With trembling hands, Michael Darnby scooped the untidy heap of £5 notes into a wad and began to count. His venture into the realms of the para-normal had yielded the magnificent total of eighty-nine notes. He counted them four times, planning a major spending spree.
   Breakfast forgotten, he thrust his trawled treasure into the inside pocket of his jacket and left the house. There were one or two cars about, but very few people. Then he noticed that all the shops were shut.
   With cheerful sarcasm, he reminded himself that he was out rather early on a Saturday morning.
   He spotted a newsagent's across the road. At least he could buy a paper. Feeling rich, he stopped at the paperback rack and selected the first brand-new addition to his library for a long, long time. He took two fivers from his inside pocket and placed them on top of his usual newspaper and the book. Then he turned back to the rack to select another paperback.
   He had noticed that one of the notes had been folded into four recently. It was the one that he had placed across the Comparator Gate of his psionic amplifier. The young assistant moved the book off the newspaper and gave the paper to another customer. One of the trawled £5 notes disappeared as she folded it.
   "Just a minute," Darnby protested, "my money's in that."
   The man with his newspaper unfolded it. "Nothing there, mate," he said with a shrug, even though the trawled £5 note was lying in plain view.
   "What's this, then?" Darnby demanded, picking it up.
   The man and the shop assistant exchanged puzzled glances, then looked back at his hand. With an expression of impatient pity, the man shrugged and headed for the door. The assistant gave Darnby a dirty look and turned to another customer.
   "Is this what you're looking for?" The newsagent showed Darnby the folded fiver. He checked the price of the book, slipped it into a paper bag and handed it over along with a penny coin as his change. Darnby accepted the bag awkwardly with the hand that held the rejected fiver.
   He left the shop feeling embarrassed and a little shaken, having forgotten about buying a newspaper, which he could no longer afford anyway. As he was transferring the bag containing the budget-wrecking paperback book to his pocket, the £5 note made a bid for freedom. Darnby watched it drift to the pavement. No one walking past the fiver even glanced at it.
   There was a low wall enclosing a raised bed of grass and a ring of flowers near the newsagent's.
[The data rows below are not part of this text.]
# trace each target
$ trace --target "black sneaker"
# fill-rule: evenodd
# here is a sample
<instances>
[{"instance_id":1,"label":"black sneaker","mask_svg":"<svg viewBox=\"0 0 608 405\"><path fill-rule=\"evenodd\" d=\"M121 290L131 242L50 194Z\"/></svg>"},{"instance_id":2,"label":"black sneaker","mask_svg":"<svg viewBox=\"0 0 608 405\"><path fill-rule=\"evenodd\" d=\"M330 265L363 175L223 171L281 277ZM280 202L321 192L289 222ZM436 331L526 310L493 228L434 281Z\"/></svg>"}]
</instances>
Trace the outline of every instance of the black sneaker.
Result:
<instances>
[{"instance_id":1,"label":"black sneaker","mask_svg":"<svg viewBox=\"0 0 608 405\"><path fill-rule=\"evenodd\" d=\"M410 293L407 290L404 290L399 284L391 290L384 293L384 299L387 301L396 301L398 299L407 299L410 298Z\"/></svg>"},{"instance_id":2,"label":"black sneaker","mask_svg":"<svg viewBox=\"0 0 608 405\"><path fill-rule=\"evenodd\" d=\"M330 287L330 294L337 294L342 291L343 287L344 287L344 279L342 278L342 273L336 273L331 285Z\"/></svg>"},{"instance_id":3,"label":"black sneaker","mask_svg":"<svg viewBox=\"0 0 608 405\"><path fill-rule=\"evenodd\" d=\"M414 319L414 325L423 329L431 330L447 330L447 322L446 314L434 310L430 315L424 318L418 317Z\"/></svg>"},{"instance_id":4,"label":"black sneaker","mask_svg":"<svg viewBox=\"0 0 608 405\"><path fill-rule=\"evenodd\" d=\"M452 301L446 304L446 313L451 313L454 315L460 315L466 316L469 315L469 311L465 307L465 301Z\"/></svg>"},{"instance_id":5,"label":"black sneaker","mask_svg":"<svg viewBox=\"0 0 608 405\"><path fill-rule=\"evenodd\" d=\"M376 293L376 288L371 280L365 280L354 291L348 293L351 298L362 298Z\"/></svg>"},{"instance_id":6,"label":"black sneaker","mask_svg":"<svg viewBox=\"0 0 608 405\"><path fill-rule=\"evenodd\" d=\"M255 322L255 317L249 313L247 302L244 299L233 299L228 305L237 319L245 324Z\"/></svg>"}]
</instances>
A youngster with a paint-splashed toolkit was sitting on it, waiting for a lift to work. Darnby joined him, keeping an eye on the £5 note on the pavement. It could have been invisible.
   The scattering of people out before the main shops opened, or on their way to a Saturday job, walked past it or even stepped on it.
   Darnby lit a cigarette and tried to collect his thoughts. He slipped another note out of his inside pocket and examined it while seeming to read the blurb on the back of his book. It looked all right. He allowed a gust of wind to waft the rectangle of tired paper out of reach.
   The people passing by continued on their courses undeflected. There were two £5 notes on the pavement for anyone cheeky enough to walk off with them. Nobody did.
   It's faith, Darnby thought in disgust. An unsupported belief in the unreasonable. I've got myself believing in a mirage, in four hundred and forty-five quid's worth of wishful thinking.
   He took the rest of the trawled treasure out of his pocket. It still looked and felt real enough to him. Pieces of blue paper took to the air, driven by the breeze along the main street. Darnby watched for a while as the town's early risers ignored a small fortune blowing around their ankles. Then he went home to tear up his psionic amplifier.

END of this route through the story.

In Conclusion

I wrote this short story in September of 1980, before the computer technology needed to create a hypertext story was available to the home user.

Fifteen years later, in September of 1995, there were much fancier hypertext programs on the market than the one which I wrote [using QBasic 4.5, for anyone interested in that sort of thing] to display the hypertext version of the story, but what really counts is the content of the story, not how it looks, and the author chosing to make the effort to go all the way with his vision.

The story is featured in the second volume of my collected short stories [first edition 1997] and this HTML version was created in January, 2000.

This is the end.

Use the navigation panel on the left to explore another route or return to the front page by closing or this window. The BACK button will not return you to the front page as this is a separate window.

Created for Romiley Literary Circle by Henry T. Smith Productions, 10 SK6 4EG, G.B.
sole © Philip Turner, 1980.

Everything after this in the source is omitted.